Mfcttrf

In literature we commonly see the use of a freewheel diode to protect the circuit against inductive kick when the switch goes from closed to open (Fig 1). However what would be the pros/cons of discharging the energy to ground through say a Zener diode (Fig 2)? I have never seen this in practice and I wonder why.

Compared to (1) where the diode conducts in the forward direction, the zener diode in (2) breaks down in reverse to present a larger voltage drop to the inductor which it act as a power source when it kicks. This drains energy from the magnetic field more rapidly and therefore collapses it more quickly.

My understanding is this helps solenoids reset faster (because it kills the magnetic field holding the solenoid faster) but seems like a needless waste of energy in PWM scenarios since you're just dumping all the energy stored in the magnetic field only to immediately build it up again. Like rushing up to a red light and slamming on the brakes only to accelerate again from zero rather than coasting to the red light so you still have some momentum when the light turns green

It's frequently used in applications such as actuation of fuel injection solenoids where it's important to collapse the magnetic field as fast as possible.

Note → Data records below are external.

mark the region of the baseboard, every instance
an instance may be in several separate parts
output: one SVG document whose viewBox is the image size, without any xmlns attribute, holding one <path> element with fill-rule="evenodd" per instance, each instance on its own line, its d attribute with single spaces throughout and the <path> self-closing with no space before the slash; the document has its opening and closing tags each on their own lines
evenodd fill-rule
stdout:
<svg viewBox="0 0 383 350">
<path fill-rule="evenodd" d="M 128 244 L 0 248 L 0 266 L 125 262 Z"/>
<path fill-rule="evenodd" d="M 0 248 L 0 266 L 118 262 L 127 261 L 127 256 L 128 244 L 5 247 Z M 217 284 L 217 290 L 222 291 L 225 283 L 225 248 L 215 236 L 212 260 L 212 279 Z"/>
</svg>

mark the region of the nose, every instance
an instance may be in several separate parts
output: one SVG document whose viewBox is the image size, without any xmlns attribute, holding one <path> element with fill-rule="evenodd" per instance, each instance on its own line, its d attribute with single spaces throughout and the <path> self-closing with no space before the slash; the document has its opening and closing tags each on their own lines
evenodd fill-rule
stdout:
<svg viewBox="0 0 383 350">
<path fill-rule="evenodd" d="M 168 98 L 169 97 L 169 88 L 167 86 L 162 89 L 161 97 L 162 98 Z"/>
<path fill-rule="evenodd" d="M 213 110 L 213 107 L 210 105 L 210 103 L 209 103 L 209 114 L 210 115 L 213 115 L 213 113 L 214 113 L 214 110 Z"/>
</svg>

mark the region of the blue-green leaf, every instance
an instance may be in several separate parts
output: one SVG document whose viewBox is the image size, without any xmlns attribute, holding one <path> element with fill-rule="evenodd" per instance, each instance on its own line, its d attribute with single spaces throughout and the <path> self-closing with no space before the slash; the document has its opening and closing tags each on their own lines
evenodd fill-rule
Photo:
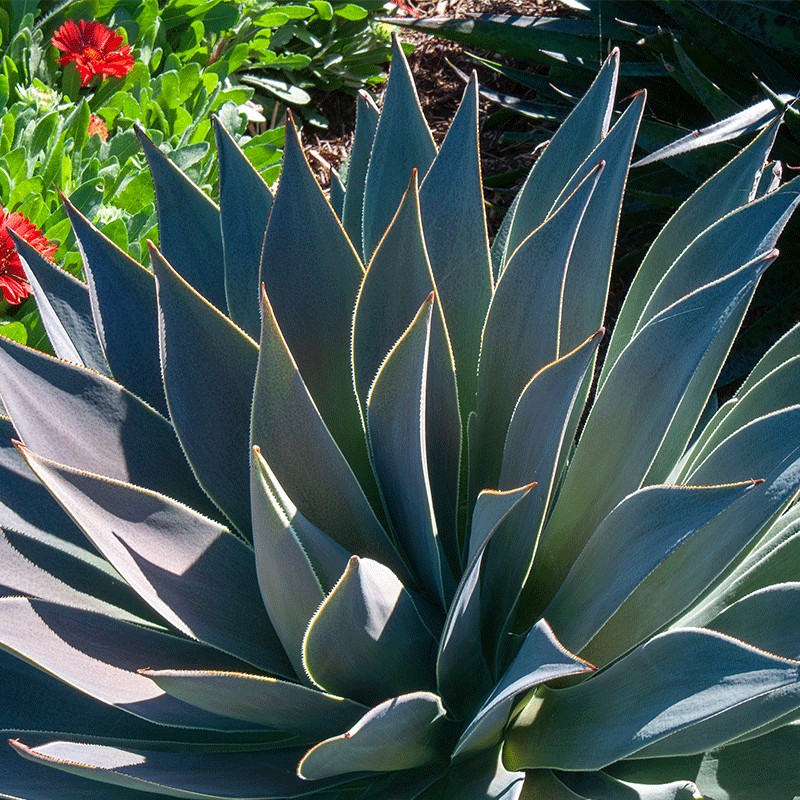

Edit: See, for example, the LM1949 fuel injector driver IC which shows an external 33V 5W zener diode. Typical 'on' timing is 2.5 to 3.5ms, and a typical inductance is in the ~2mH range.

It's also possible to use an avalanche-rated MOSFET or add a zener from MOSFET drain to gate in order to cause clamping at a predetermined voltage. See, for example, TI's TPIC6C595 power shift register. One big advantage in this particular case is that it saves a pin on the IC.

Since more of the energy is dissipated in an active device, this is harder on the switching circuit. When you use a diode, most of the energy is lost in the coil resistance and only a small amount is lost in the diode.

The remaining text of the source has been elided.